• As I start to write this, my wish is that I always have the perspective that I have in this moment.

    Today was a dreary day. I knew I had a party for a a local rehab facility this evening at the farm and I secretly prayed they would cancel, so I could go home. When they arrived, I drug myself into the store, put on my happy face and did what I do best, make people feel welcome and taken care of to the best if my abilities. As the night went on, I had conversations that changed me.

    I met a man that went in for a routine back procedure in March and was left completely paralyzed from the neck down. The doctors didn’t think he’d make it through the night, let alone ever walk again. And there he was, standing in front of me using a walker like a boss and having an amazing conversation with me about life.

    I met a family that was in the process of adopting the smartest, most beautiful blue eyed 1 year old who was born addicted to heroin. The husband was a disabled vet who fought hard for our country in Iraq and is now rolling around in his wheelchair like a boss. They talked with me until his war buddy showed up, who was rocking the same wheels as him and had a similar “pull yourself up out of the dirt” story.

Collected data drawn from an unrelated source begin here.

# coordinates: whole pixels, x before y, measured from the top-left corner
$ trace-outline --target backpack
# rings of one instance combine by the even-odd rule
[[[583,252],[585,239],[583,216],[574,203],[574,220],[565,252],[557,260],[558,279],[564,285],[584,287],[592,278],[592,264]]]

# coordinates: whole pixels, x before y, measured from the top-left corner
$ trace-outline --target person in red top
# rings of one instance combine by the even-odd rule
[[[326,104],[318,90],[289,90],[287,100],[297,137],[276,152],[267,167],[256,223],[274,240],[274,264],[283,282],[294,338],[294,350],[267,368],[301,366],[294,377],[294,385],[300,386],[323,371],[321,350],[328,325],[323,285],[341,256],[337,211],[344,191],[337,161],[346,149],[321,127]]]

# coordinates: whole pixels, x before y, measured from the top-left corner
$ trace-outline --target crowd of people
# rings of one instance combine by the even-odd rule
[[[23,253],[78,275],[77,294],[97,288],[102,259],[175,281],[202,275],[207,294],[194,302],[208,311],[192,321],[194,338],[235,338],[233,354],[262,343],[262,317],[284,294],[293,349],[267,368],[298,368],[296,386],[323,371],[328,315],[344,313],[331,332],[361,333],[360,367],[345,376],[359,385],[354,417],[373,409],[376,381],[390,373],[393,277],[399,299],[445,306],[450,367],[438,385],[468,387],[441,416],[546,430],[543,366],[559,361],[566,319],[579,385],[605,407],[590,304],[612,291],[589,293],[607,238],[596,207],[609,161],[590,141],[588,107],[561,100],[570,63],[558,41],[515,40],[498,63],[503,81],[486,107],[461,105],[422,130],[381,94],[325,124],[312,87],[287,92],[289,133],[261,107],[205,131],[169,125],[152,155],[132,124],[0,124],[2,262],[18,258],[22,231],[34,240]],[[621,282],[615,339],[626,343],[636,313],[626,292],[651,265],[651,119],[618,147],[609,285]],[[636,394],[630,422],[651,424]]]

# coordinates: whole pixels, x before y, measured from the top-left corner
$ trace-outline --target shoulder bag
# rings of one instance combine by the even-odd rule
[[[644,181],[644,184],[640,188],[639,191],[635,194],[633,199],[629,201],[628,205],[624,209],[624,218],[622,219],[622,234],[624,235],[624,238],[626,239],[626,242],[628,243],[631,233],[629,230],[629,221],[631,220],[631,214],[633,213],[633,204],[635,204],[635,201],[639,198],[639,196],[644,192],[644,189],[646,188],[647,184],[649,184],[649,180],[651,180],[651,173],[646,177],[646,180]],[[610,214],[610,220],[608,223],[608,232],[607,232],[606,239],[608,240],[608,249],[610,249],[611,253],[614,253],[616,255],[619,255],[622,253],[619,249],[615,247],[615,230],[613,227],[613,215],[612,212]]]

    Then I met a couple that had been married for 20 years. They both suffered strokes but were still silly in love with each other. Luckily, some amazing people made it possible for them to stay together through rehabilitation and I swear their love has gotten them through the misery.

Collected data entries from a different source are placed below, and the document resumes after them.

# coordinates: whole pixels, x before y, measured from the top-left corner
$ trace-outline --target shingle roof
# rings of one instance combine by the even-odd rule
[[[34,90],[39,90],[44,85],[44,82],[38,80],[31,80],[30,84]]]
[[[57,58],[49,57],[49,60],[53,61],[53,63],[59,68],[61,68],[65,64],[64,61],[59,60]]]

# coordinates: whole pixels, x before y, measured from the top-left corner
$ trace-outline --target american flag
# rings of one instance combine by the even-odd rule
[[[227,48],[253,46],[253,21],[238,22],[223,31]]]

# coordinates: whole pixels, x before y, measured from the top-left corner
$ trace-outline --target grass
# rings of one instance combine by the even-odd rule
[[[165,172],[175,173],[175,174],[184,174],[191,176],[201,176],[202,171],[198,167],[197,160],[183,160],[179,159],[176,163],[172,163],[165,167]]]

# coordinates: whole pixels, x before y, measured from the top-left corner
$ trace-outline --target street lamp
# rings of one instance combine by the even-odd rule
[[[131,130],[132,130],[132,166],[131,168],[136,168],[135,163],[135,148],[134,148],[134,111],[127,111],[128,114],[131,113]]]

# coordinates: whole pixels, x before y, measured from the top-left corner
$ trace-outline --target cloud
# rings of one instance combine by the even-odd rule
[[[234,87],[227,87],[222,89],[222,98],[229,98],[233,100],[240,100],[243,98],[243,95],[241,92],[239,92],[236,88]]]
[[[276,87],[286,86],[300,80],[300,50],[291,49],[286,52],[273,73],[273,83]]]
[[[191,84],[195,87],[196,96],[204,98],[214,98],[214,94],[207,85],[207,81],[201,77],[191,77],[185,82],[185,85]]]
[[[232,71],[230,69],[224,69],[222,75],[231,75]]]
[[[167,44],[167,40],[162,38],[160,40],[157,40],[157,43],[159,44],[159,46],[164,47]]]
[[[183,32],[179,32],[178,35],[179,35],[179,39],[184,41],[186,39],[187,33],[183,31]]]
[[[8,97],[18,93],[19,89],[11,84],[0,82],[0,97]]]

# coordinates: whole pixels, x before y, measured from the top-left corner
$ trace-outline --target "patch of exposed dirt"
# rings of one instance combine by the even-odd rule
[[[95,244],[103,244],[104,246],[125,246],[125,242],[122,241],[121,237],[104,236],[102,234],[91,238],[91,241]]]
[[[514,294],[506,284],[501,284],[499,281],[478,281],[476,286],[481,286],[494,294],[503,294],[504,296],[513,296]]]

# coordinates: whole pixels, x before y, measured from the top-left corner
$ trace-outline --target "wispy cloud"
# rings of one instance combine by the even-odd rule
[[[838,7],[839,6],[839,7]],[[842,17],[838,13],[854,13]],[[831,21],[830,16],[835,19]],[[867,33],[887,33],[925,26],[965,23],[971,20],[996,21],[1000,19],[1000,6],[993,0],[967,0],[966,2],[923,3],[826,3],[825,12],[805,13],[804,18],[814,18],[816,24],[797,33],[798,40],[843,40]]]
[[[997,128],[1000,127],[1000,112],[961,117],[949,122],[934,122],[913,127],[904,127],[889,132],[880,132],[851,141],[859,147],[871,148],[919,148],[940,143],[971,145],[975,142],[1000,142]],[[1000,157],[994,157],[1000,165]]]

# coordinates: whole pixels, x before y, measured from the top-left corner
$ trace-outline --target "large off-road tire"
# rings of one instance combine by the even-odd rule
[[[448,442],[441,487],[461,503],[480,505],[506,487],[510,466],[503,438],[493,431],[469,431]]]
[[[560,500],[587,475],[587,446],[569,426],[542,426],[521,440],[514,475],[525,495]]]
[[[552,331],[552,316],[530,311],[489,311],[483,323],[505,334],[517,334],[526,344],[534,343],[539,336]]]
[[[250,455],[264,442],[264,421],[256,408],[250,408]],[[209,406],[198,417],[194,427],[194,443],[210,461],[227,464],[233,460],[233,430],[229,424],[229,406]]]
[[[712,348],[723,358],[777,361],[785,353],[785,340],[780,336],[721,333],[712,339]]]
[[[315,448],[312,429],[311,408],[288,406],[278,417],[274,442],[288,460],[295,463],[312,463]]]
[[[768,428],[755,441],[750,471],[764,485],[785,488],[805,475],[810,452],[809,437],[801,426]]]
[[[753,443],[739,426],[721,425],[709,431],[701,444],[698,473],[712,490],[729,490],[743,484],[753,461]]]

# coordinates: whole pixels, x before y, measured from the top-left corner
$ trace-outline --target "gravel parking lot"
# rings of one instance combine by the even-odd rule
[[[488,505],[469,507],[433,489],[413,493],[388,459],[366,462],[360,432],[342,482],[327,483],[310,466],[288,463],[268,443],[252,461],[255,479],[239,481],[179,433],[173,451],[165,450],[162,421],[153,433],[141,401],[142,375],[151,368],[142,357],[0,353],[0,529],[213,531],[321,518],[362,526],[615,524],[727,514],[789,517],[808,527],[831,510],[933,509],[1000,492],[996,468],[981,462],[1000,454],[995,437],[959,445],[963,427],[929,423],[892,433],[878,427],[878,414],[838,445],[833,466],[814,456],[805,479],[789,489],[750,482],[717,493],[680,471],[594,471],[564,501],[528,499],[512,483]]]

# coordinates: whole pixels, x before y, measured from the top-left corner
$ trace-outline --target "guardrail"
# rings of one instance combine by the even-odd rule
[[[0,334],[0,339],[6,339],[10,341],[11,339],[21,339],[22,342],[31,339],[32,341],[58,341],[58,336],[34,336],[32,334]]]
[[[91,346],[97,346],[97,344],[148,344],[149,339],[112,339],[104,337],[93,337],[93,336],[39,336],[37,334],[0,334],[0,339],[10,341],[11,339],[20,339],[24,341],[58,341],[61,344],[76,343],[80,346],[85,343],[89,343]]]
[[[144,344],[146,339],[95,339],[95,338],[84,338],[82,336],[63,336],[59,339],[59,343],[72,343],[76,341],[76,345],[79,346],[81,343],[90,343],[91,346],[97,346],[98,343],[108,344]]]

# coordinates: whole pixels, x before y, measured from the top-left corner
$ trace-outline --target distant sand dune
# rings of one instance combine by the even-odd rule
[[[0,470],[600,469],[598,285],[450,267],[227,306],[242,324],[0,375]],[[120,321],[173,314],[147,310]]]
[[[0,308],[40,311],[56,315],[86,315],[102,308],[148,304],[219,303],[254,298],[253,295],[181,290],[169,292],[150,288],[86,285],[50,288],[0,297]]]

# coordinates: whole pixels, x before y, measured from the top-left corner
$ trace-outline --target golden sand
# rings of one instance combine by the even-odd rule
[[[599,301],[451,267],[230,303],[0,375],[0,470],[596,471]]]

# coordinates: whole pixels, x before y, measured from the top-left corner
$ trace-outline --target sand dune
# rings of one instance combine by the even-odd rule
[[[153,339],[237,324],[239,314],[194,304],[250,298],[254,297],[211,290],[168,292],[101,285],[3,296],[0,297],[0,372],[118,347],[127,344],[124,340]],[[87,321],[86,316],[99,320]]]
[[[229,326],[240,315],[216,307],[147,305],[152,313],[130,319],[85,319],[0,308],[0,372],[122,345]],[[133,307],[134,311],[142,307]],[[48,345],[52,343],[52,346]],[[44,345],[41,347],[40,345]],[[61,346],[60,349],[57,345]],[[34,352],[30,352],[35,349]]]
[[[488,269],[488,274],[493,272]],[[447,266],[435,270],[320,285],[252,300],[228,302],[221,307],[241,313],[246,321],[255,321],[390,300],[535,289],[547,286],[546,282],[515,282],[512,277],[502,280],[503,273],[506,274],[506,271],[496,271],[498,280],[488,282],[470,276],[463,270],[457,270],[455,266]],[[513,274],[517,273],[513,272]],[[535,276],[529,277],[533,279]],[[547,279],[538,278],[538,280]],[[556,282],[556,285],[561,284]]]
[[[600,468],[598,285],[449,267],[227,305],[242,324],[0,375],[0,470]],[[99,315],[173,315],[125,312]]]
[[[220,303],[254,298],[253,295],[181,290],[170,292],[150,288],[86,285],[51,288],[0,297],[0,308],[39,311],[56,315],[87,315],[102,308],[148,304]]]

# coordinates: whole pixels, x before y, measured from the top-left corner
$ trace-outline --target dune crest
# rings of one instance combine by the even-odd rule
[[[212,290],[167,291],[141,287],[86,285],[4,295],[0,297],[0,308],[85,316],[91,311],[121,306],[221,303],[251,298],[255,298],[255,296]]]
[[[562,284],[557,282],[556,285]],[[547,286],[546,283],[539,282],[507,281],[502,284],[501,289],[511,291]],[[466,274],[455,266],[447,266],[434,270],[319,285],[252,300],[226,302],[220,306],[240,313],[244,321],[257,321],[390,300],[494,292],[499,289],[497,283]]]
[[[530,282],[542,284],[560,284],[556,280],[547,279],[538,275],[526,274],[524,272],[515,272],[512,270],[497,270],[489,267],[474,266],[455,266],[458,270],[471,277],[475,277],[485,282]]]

    And then I met a gentleman who is a retired teacher of 40 years who had also suffered a stroke. He teared up telling me about the 40 field trips to pumpkin patches he had taken his classes to and how funny life is, being that he was alone at the pumpkin patch, his students now parents themselves. He then proceeded to buy pumpkin earrings for his wife because he wanted to see her giggle.

    All these people. All these stories. And to think that I almost missed out on these encounters and worse, I was praying they cancelled!!

    It was a dreary day for me, but these folks told me repeatedly that this was the best night they had had in a long time, and that it meant so much to them to feel welcomed.

    And I prayed the whole way home… for their continued courage. …and for myself.

    You will never know what the stranger next to you is going through. Be kind, ya’ll.